How do you organize an exhibition?
What are the theoretical, artistic, museological motifs that make it up?
What is intended to show to the public after the long process of its preparation?
Why to do an exhibition?
These are the questions that determine the compete process of organizing a successful exhibition.
Preparing an exhibition requires a process that can last between six and twelve months. It is a set of steps of which we can summarize in the following points;
Contact of the artist with the museum or gallery where the exhibition will take place
Exhibition project or theoretical formalization
Research and location of works
Exploration of the space to accommodate the work to display
Relationship with museum staff i.e. Designers, electricians, museographers, educators and curators
Contact with other museums or galleries
Collectors or foundations for the request for a loan or to propose a sample itinerary
Organization of transport and insurance of works
Production and museum furniture
Advertising and design
Organization of the opening day
Realization of memory of the event i.e. Photography, video, audio, interviews, press releases, catalog edition and brochures
Generally as an artist you tend to be concerned about having your idea clear, your work has a good reputation and represents your formal and conceptual interests. However, in an exhibition, you also have the possibility to show the development of a theme, the unknown stage of your creation, a new approach to your work as an artist, as well as providing relevant information related to a technique in your own way for the work or show of an unknown point of view on a topic.
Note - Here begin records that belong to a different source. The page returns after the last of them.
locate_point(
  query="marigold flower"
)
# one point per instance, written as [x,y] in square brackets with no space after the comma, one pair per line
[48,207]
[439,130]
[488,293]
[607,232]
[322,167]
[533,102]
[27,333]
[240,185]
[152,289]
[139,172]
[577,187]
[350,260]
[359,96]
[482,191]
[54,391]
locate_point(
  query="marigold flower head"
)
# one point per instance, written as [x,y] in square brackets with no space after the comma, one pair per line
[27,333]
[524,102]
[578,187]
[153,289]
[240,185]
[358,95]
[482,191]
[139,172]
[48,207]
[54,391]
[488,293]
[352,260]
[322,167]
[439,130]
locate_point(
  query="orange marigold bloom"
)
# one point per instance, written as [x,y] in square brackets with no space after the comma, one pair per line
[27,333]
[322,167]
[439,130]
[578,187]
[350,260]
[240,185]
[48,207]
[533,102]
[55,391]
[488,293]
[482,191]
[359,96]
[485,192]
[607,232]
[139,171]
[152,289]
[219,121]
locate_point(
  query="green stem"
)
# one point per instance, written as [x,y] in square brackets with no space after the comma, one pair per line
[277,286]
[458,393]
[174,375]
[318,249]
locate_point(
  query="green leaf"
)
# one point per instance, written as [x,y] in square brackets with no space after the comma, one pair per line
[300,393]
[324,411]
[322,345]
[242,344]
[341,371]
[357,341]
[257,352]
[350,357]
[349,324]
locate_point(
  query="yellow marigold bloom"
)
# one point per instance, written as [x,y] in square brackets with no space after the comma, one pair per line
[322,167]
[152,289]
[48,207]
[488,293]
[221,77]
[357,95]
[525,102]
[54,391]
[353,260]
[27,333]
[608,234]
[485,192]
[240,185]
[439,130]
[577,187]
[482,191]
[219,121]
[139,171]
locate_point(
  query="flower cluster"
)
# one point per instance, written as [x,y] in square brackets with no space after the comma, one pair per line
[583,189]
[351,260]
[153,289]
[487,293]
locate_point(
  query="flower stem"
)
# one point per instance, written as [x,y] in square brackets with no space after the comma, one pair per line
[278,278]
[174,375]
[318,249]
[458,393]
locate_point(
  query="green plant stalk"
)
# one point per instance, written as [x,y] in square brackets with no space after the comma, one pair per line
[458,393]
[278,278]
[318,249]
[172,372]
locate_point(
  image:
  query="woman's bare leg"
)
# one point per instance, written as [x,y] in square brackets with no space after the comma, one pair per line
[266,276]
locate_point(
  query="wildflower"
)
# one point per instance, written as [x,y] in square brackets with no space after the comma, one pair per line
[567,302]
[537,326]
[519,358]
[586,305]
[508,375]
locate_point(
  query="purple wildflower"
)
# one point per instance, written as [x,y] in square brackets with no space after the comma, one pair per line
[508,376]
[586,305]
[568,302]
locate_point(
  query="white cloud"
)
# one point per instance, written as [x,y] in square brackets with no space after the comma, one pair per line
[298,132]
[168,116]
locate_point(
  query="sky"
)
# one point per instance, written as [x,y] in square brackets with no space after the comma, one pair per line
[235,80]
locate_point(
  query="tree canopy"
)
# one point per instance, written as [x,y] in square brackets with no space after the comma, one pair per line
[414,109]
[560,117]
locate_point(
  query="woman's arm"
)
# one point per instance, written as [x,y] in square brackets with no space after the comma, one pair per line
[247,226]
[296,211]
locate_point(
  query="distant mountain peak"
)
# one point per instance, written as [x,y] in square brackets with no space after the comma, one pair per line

For this the work of the artist can be accompanied by the curator and sometimes, it also has to do with the department of education and diffusion of museums.
We can speak of monographic or thematic exhibitions, which address and disaggregate one or several themes and generally pose a problem of representation. The retrospective exhibitions that are generated around an artist is a look at his or her path. Formal exhibitions explore a stylistic trend in which several authors converge several times. The cabinet exhibition is where we work on a single work as the thematic axis of all the others. Synchronic-diachronic exposure is both chronological and concurrent, it is a cut in time or in several times. All these expositive genres impose different communication tools and techniques.